I mean, ideally, I would have had time to rest and still managed the growth and personal development I associate with being pushed out of my comfort zone in the weeks leading up to and including my trip, but I didn’t have that opportunity. I just had stuff that needed doing and no time to procrastinate or cut myself some slack. I also wasn’t so hurried that I was pushing myself to the point of total exhaustion. I’d taken the time to plan everything out before things got messy, so I had a decent, three-week plan for getting everything done to fall back on when I was too stressed and anxious to do anything but spin my mental wheels. I’d planned enough time to do everything and still have space to run last minute errands or take care of things I realized I’d forgotten (or correct decisions that made no sense in retrospect, like buying only three new shirts instead of the six I needed). It all worked out in the end, even with removing two planned evenings so I could drive to the east coast rather than fly out of the Midwest like my plans originally called for. It helped that those two evenings had been designated for rest and final packing, so I was able to just cut the post-preparation rest out of my plans to make my new timeline work.

Which, you know, was only as expansive as it is because I wanted to avoid pressuring myself to drive a thousand miles in a single day. Instead, I drove a bit, slept in my car, and then drove the rest of the way. I’d never slept in my car before (mostly because I’m a large person and my vehicle is a small car), so that was a new experience, but I figured it would be easier to just drive when I felt alert, stop to rest when I did not, and then get back to driving. Instead of trying to get it all done in sixteen hours, I gave myself twenty-four with the option of taking more if I need. Only the drive back was crammed into as little time as possible and even then I kept my options open for stopping to rest if I needed it.
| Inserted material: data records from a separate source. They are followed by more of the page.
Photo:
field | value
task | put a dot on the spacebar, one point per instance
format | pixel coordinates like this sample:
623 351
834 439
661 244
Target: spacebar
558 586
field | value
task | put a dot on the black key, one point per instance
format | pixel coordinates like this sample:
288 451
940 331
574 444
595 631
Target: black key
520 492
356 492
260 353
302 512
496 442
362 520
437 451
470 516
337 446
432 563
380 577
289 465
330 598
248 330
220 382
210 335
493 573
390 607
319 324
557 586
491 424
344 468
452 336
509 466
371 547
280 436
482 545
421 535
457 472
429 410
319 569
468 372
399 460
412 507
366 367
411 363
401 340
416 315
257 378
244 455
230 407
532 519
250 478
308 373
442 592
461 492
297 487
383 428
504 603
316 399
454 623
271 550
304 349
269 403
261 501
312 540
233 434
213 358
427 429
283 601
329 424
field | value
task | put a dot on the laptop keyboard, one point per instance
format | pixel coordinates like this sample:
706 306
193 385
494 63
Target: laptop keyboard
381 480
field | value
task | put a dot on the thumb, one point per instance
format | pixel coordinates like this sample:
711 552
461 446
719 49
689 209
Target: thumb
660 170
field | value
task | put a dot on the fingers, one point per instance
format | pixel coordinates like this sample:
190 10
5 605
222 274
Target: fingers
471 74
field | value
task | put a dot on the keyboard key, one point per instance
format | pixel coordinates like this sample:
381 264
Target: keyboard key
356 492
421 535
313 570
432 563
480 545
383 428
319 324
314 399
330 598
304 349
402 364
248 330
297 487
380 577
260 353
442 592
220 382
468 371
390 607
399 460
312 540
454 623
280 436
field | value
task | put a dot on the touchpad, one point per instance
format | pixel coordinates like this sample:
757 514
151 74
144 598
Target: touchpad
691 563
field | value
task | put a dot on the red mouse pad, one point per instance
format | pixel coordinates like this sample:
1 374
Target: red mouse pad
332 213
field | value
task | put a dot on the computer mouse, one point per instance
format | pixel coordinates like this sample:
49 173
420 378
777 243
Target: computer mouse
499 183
Somehow, through all that, I never had a panic or anxiety attack. I rarely felt prepared and I frequently felt anxious (not just about the logistics of travel but also about meeting a bunch of new people), but I managed because I’d prepared myself, made sure I had enough time for everything, and made sure that I took what breaks I could. Only once did I push myself to keep working when I was ready to rest and that was during the last night before my trip when I was making clothing lists and trying to figure out if everything I needed would fit in my suitcases (and that I had everything I would need in the first place). Even then, I still managed to get to bed earlier than I had some nights during the peak of my stress and anxiety a month ago. I also managed to get into work before nine in the morning every single day (which was super important since I needed to get all my work for the week done in four days so I could save some vacation time for future trips and events). I didn’t do extra work when I could rest instead, I stuck to my schedule, and I made sure to take time to do something new and fun at least once a day.

I hope I never had another month like this. It really sucked. I am not overall better for this experience. I am better than I might have been without the past few years of practice at choosing rest when I can and not pushing myself too hard, sure, but my life would still be better if things had gone smoothly from the beginning. I’m just trying to take away some positives from this experience. I’m trying to focus on what I learned rather than what I went through, at least for now. There will be time to work through all that in future, but probably not in the next two months as I try to sort out where I’m going to live and how I’m attending my friends’ wedding. Still plenty to do, of course. No rests for me until July at the earliest. At that point, though, I’m going to just collapse in a heap and either go to a spa for a weekend or rent someplace with a massive bathtub or a hot tub and rest until my DNA unwinds.